Pandangan Kristen Tentang Kemiskinan - Banyak gambaran mengenai orang miskin dan kemiskinan tampil dalam kitab suci. Sangat mencolok dalam kitab suci Perjanjian Lama gambar orang miskin dalam hubungannya dengan Allah. Allah memperhatikan, melindungi,dan membela orang miskin dan malang. erdapat kelompok anawim, kaum miskin yang hanya mengandalkan Allah saja.
Kata-kata yang dipakai dalam al-Kitab untuk menunjukkan orang miskin sudah membuktikan bahwa kemiskinan dipandang sebagai sesuatu yang negatif; orang tertekan, terbungkuk (ani), orang yang bergantung pada orang lain (dal), orang berkebutuhan sehingga harus meminta-minta (ebyon, ptochos). Dengan kata-kata itu orang miskin sudah digambarkan berada dalam keadaan yang ditolak dan diprotes.
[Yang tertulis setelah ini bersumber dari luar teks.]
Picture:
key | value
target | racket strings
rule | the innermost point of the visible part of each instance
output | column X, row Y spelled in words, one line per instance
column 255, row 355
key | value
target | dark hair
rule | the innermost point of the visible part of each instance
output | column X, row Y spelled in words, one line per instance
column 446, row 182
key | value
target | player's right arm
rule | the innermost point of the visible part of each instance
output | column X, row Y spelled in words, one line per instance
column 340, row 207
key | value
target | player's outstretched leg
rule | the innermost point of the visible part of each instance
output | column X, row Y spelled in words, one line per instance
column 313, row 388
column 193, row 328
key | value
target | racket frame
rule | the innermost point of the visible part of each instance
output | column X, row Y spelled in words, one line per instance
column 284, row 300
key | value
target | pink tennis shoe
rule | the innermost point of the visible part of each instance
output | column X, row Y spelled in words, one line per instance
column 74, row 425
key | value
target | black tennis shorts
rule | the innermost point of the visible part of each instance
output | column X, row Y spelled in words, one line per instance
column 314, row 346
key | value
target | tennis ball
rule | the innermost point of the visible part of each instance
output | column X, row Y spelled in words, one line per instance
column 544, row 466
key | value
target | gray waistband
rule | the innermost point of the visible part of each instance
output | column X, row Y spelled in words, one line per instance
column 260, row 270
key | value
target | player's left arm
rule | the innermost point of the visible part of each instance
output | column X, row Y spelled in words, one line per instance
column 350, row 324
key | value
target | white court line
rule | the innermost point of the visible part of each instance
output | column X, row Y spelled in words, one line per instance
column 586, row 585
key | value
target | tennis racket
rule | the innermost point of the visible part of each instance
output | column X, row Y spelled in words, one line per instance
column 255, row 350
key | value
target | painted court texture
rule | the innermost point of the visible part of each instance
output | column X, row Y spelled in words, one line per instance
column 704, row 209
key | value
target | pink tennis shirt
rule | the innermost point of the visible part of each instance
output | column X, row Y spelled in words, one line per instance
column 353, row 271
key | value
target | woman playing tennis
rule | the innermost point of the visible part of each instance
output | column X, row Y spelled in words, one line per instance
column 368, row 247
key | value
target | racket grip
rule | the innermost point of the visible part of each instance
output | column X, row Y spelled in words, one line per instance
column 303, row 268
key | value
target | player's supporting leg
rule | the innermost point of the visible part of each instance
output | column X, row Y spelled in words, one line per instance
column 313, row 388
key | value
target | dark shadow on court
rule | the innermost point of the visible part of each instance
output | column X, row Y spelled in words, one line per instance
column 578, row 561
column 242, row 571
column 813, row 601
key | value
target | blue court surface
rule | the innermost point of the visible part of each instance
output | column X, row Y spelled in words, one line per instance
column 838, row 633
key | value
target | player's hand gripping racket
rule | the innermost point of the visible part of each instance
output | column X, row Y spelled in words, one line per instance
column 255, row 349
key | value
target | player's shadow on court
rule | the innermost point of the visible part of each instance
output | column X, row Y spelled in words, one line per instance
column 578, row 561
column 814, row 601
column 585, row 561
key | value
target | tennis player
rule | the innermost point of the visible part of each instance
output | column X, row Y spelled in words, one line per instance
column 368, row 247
Luasnya uraian dan dalamnya perhatian tentang kemiskinan dalam Kristen, tampak dari munculnya kata-kata ungkapan tentang kemiskinan dalam perjanjian lama dan perjanjian baru. Kata yang paling banyak muncul untuk orang miskin dalam perjanjian lama adalah “ani”, dipergunakan 7 kali, dalam kitab mazmur 29 kali. Kata ani ini menunjukkan gambaran tentang orang miskin yang mengandung pengertian orang yang membungkuk, hidup dalam keadaan rendah dan yang berada di bawah tekanan serta dalam hubungan yang tergantung. Sedangkan dalam Perjanjian Baru kata yang melukiskan si miskin adalah ptokos, yang berarti menyelam samapai tidak kelihatan (karena ketakutan). Maksudnya adalah orang yang harus tanpa sarana kehidupan sama sekali dan karenanya mengemis demi menyambung hidupnya. Ia adalah manusia yang marginal, yang berjalan di tepi jurang.
Sebagai suatu agama yang inti ajarannya bersumber pada figur “Yesus Kritus” sebagai juru selamat dan penebus dosa umat manusia, maka untuk memahami pandangan Kristen tentang kemiskinan, diantaranya adalah lewat sosok penampilan Yesus dengan segala “pelayanan” dan sejarah hidupnya yang selalu bergulat dengan penderitaan umat-nya. Uraian mengenai kemiskinan dalam hampir semua literatur Kristen, tak pernah lepas dari figure yesus tersebut.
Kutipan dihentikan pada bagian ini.